NT
A lot of die-hard Unix people around here...the fact of the matter is NT still dominates in the IT field, and for that reason I think its worth learning to work with it and not against it. It is fair to say there are a lot more jobs using MS-related software than Unix-related. I've heard all the pros and cons to each, but I work in IT (when I say this I don't mean to intend it to imply that "I konw what I"m talking about and you people don't", merely to show where i'm coming from) and i know a _lot_ of people who are also working in this field and not a single one of the people I know work on anything but an NT/Win2k platform. Now Unix may be "better" in many ways, but its kind of like the Apple vs PC debate, ie, Apple can be better all it likes (its not though hehe), but until it has a wide range of support it will continue to be beaten by PCs.
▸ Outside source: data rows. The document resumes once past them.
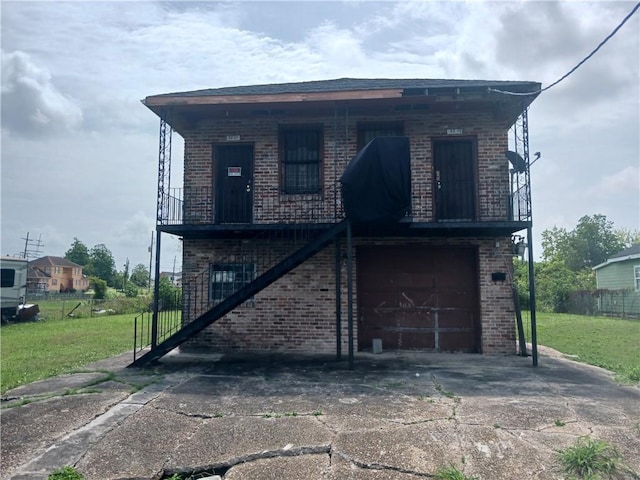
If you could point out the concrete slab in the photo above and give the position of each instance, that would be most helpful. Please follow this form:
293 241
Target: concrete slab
302 467
29 430
395 416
NT is inhertenly easier to work with. Perhaps if you're an all-star network admin it isn't, but you've just admitted that you are not. So if you want to run some dynamic web content, be it with ASP, SQL, or access or whatever NT is what you need instead of something that much less people in the real world actually use. Unix/linux whatever is catching up but has a long way to go. I won't say NT is as fast as Unix in a web hosting environment but if you really want to get some big stuff going on your webserver its going to take a real guru to do it in unix compared to what you need to know to do it on nt.
Neotech How do you mean better in unix? Its easy as heck under .asp!
gredodenda See, if you pay for an NT server there are countless books on ASP, tutorials on them, and whatever else you want to do with an NT server versus, say, cgi or PnP for unix.